Yes, but it can be done either way. It's actually what Jack is
trying to do: make stdout shared and reference counted:
https://issues.dlang.org/show_bug.cgi?id=15768#c7
I'm not even entirely sure what the advantage of it being
`shared` would be, or even what that would really mean.
It will be thread safe and its lifetime will be automatically
managed.
You've definitely made me wonder about complicated cases, but
I'd argue that they'd be rare. Destructors are (bar manually
calling them) run in one thread. I'm having trouble imagining
a situation where two threads have references to a `shared`
object/value that is going to be destroyed deterministically.

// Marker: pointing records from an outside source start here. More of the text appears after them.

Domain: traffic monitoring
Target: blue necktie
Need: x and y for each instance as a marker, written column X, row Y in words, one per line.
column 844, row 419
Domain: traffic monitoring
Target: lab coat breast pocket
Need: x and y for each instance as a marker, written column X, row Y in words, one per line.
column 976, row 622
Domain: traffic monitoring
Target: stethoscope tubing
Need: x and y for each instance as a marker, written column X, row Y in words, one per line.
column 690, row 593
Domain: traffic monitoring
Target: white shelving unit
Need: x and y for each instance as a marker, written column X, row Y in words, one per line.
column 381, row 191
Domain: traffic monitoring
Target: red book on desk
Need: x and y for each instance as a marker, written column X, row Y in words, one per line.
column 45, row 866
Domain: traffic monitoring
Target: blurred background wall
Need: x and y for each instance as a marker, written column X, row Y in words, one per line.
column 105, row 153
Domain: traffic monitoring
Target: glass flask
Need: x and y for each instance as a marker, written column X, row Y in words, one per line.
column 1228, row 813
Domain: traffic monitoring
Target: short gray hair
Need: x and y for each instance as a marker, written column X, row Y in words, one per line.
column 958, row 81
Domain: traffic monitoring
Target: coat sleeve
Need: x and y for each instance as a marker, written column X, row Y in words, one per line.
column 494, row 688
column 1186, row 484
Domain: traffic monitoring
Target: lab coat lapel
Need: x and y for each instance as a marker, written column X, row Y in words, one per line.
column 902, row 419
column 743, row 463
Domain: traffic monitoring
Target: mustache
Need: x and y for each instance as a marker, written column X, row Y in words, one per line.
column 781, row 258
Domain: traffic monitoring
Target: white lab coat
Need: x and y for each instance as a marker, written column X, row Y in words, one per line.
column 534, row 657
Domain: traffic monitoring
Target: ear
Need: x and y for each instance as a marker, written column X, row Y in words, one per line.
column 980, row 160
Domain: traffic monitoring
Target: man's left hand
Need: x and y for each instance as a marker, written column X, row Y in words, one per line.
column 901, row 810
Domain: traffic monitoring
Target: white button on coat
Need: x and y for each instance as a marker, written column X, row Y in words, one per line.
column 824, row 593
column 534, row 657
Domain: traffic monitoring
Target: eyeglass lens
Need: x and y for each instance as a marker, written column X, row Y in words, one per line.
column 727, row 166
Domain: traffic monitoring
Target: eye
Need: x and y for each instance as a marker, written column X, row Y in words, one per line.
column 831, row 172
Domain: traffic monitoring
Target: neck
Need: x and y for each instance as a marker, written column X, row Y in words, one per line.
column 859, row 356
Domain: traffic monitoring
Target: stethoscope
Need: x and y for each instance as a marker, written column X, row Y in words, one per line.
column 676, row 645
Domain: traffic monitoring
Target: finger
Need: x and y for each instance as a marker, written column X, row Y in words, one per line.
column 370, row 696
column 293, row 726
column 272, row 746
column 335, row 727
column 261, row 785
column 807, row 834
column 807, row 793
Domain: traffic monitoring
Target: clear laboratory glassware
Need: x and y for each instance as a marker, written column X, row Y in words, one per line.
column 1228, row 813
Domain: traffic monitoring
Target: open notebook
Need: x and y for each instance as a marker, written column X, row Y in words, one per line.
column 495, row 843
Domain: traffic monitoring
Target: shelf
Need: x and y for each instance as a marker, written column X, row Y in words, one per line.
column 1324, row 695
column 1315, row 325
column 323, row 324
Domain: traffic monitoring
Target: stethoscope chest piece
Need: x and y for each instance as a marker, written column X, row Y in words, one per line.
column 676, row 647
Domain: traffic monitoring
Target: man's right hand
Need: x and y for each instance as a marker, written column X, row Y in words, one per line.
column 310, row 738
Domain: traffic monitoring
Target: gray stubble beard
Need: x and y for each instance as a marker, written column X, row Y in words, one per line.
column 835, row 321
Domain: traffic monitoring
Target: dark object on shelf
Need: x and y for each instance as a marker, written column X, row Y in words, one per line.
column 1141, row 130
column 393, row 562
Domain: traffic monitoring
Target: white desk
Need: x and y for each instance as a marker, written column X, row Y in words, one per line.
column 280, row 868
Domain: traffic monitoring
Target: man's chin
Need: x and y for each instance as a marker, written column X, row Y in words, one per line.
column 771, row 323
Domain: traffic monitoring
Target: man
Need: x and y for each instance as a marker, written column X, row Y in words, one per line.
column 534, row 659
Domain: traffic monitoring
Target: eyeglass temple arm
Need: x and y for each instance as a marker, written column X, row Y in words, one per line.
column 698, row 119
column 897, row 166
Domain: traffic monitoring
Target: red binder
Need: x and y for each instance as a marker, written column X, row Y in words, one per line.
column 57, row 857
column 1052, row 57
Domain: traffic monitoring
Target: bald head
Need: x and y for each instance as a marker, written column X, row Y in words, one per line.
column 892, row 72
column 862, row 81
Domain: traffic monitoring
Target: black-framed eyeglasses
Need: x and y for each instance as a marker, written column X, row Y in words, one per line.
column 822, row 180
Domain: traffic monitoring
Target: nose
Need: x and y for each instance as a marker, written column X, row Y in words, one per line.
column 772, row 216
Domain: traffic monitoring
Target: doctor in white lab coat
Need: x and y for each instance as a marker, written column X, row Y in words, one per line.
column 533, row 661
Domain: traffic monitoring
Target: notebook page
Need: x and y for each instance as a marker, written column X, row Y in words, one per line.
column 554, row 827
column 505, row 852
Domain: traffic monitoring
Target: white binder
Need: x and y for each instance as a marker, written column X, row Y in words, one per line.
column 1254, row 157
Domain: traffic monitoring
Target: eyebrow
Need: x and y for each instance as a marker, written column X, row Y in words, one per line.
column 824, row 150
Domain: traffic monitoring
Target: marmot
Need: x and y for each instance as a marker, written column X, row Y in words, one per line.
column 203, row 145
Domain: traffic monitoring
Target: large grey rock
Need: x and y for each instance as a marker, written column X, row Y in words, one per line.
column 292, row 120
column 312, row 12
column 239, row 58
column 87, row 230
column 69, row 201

A mutex, a file, a socket, any shareable resource. Though I
agree that reference counting of shared resources should be
optimized by thread local counters.
Mutexes and sockets are classes, so not destroyed
deterministically.
Anything that is `shared` is likely to be a reference (pointer,
class...), or a global. Either way the compiler-generated
destructor call isn't going to exist, which means it's probably
ok to cast away shared when the compiler inserts the automatic
call to a destructor at the end of scope.